La popularité de Nicolas Sarkozy n'est pas au beau fixe. Dans le sondage Clai-metronews-LCI réalisé par OpinionWay, 63% des Français ne veulent pas le voir reprendre du service dans la vie publique. C'est le premier sondage réalisé depuis que Nicolas Sarkozy a été mis en examen cette semaine pour recel de violation du secret professionnel, corruption et trafic d'influence actifs dans l'affaire des écoutes. S'il est encore trop tôt pour mesurer l'effet de ce nouvel épisode judiciaire sur sa popularité, une autre enquête d'opinion a montré que son intervention télévisée mercredi, durant laquelle il s'est défendu et a laissé la porte ouverte à son éventuel retour, n'a pas convaincu les Français. Quelque 52% d'entre eux se déclaraient en effet sceptiques quant à ses explications sur ses ennuis judiciaires.

Au FN, beaucoup souhaitent son retour

A quatre mois du congrès de l'UMP, le retour de Nicolas Sarkozy semble donc plus compromis que jamais. Impossible, même ? Pas forcément, estime pour metronews Julien Goarant, directeur d'études chez Opinionway : "D'un point de vue électoral, la mise en examen peut s'avérer utile pour surfer sur sa propre victimisation.
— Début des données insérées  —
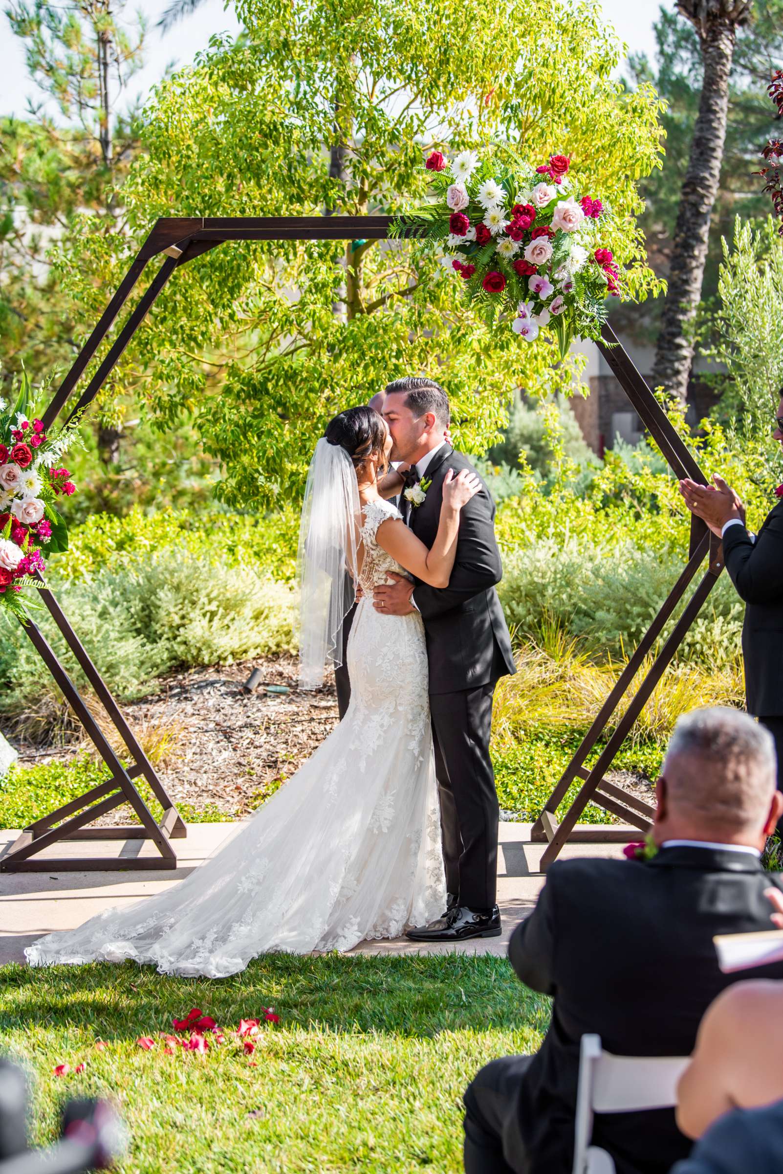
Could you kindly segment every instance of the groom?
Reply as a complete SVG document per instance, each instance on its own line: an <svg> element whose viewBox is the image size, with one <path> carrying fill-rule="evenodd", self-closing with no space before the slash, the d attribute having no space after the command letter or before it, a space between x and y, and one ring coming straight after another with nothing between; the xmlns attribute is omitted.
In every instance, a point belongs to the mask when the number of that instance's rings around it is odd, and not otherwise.
<svg viewBox="0 0 783 1174"><path fill-rule="evenodd" d="M392 460L411 466L402 515L431 547L447 472L475 470L444 439L449 400L431 379L388 384L382 414L394 443ZM461 942L501 932L495 903L498 802L489 741L495 686L516 669L495 591L503 572L493 522L495 505L482 486L462 510L448 587L393 574L394 585L374 593L375 608L386 615L421 612L427 636L448 908L430 925L408 931L415 942Z"/></svg>

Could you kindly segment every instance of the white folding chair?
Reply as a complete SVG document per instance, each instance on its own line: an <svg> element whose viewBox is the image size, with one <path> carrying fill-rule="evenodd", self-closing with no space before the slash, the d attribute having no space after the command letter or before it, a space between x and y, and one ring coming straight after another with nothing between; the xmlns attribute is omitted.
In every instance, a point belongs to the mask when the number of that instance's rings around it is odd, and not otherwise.
<svg viewBox="0 0 783 1174"><path fill-rule="evenodd" d="M573 1140L573 1174L614 1174L605 1149L591 1146L594 1113L631 1113L676 1105L687 1055L612 1055L600 1035L583 1035Z"/></svg>

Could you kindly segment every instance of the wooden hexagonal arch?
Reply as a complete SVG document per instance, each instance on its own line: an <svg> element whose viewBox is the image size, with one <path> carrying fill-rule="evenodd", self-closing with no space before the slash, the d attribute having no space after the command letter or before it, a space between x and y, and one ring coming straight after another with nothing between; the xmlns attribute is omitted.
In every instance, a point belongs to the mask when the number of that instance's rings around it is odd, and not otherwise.
<svg viewBox="0 0 783 1174"><path fill-rule="evenodd" d="M118 330L95 375L69 412L68 419L76 412L81 412L95 399L135 331L144 321L158 294L176 269L188 264L210 249L231 241L382 241L388 237L390 224L390 216L231 216L164 217L158 220L123 277L120 288L84 343L74 365L55 392L52 403L43 413L43 424L46 427L50 427L56 417L63 411L87 365L111 330L115 319L136 288L147 265L154 258L163 257L159 268L128 316L127 322ZM403 235L417 236L418 231L415 227L411 227ZM695 481L707 484L707 479L692 452L672 426L666 412L634 367L608 325L604 326L602 337L598 346L674 474L678 478L689 477ZM620 707L632 682L642 668L645 659L654 648L667 621L696 578L707 556L709 559L706 572L690 594L679 620L641 680L639 688L622 713L595 764L592 769L586 769L584 763L591 750L604 734L615 710ZM649 829L653 808L608 782L605 778L605 774L610 769L624 738L639 716L645 702L672 661L686 632L699 614L700 608L722 571L722 565L720 541L709 533L703 522L697 518L692 518L689 556L680 578L651 623L649 629L639 642L617 684L585 735L581 745L568 763L563 777L546 801L544 810L533 824L532 838L547 842L542 858L543 869L546 869L551 861L557 857L560 848L568 839L627 839L627 832L617 828L605 828L602 825L594 829L576 828L579 816L591 801L639 828L640 831ZM25 630L111 771L111 778L100 787L87 791L79 798L73 799L70 803L63 804L48 816L36 819L29 828L26 828L7 855L0 859L0 871L173 868L176 865L176 855L170 839L185 835L185 826L182 818L168 797L155 769L129 729L120 707L87 655L64 613L52 595L52 592L43 588L40 595L62 636L76 656L91 688L95 690L105 717L114 724L124 742L132 764L124 767L118 760L39 628L33 621L26 621L23 623ZM163 807L163 818L159 823L155 821L147 803L135 787L134 781L139 776L147 780L156 798ZM568 787L576 780L581 780L581 787L567 812L558 823L558 807L563 802ZM95 818L107 814L121 803L131 804L139 818L138 826L87 826ZM151 839L158 848L159 855L157 857L120 859L116 857L66 857L63 859L53 859L52 857L38 856L43 848L59 841L124 837Z"/></svg>

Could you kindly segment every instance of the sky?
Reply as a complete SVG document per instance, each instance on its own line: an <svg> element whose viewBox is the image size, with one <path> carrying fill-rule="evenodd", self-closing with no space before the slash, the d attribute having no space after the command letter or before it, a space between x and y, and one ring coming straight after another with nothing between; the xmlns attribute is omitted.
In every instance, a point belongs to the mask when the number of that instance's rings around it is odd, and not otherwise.
<svg viewBox="0 0 783 1174"><path fill-rule="evenodd" d="M203 0L200 7L191 16L179 21L175 27L161 35L155 28L161 13L168 7L168 0L143 0L135 9L144 13L149 23L147 40L147 65L130 81L128 96L145 97L151 86L163 75L166 66L183 66L192 61L193 55L206 48L210 36L215 33L238 29L233 8L224 9L223 0ZM655 39L653 21L658 16L660 0L605 0L604 15L610 21L620 40L625 41L632 53L654 55ZM131 11L129 6L128 12ZM25 54L21 41L9 31L5 13L0 14L0 114L23 115L28 96L35 97L36 87L30 82L25 67Z"/></svg>

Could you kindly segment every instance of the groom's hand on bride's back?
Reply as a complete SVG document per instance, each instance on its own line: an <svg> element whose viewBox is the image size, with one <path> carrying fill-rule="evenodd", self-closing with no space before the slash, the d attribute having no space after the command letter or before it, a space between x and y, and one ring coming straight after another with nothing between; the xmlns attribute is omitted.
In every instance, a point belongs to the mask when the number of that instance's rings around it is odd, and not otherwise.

L'acharnement qu'il dénonce, de la part d'un gouvernement qui a un niveau de défiance élevé, peut être un levier de sympathie". In fine, cela pourrait donc lui conférer "non plus la stature d'un ancien président, mais celle d'une personnalité politique que l'on essaie d'abattre". D'un combattant, donc.

Reste à rassembler au-delà de son camp. Le candidat malheureux à sa réélection en 2012 peut en effet toujours compter sur le soutien des sympathisants de droite, qui sont 78% à désirer son retour sur le devant de la scène publique. Mais pour légitimer une possible candidature en 2017, "il lui faut reconquérir entre 15 et 20 points d'opinion", estime Julien Goarant. Pour l'heure, Nicolas Sarkozy grignote surtout sur sa droite, puisque 44% des personnes qui avaient glissé en 2012 leur bulletin dans l'urne en faveur de Marine Le Pen souhaitent le voir se présenter dans trois ans.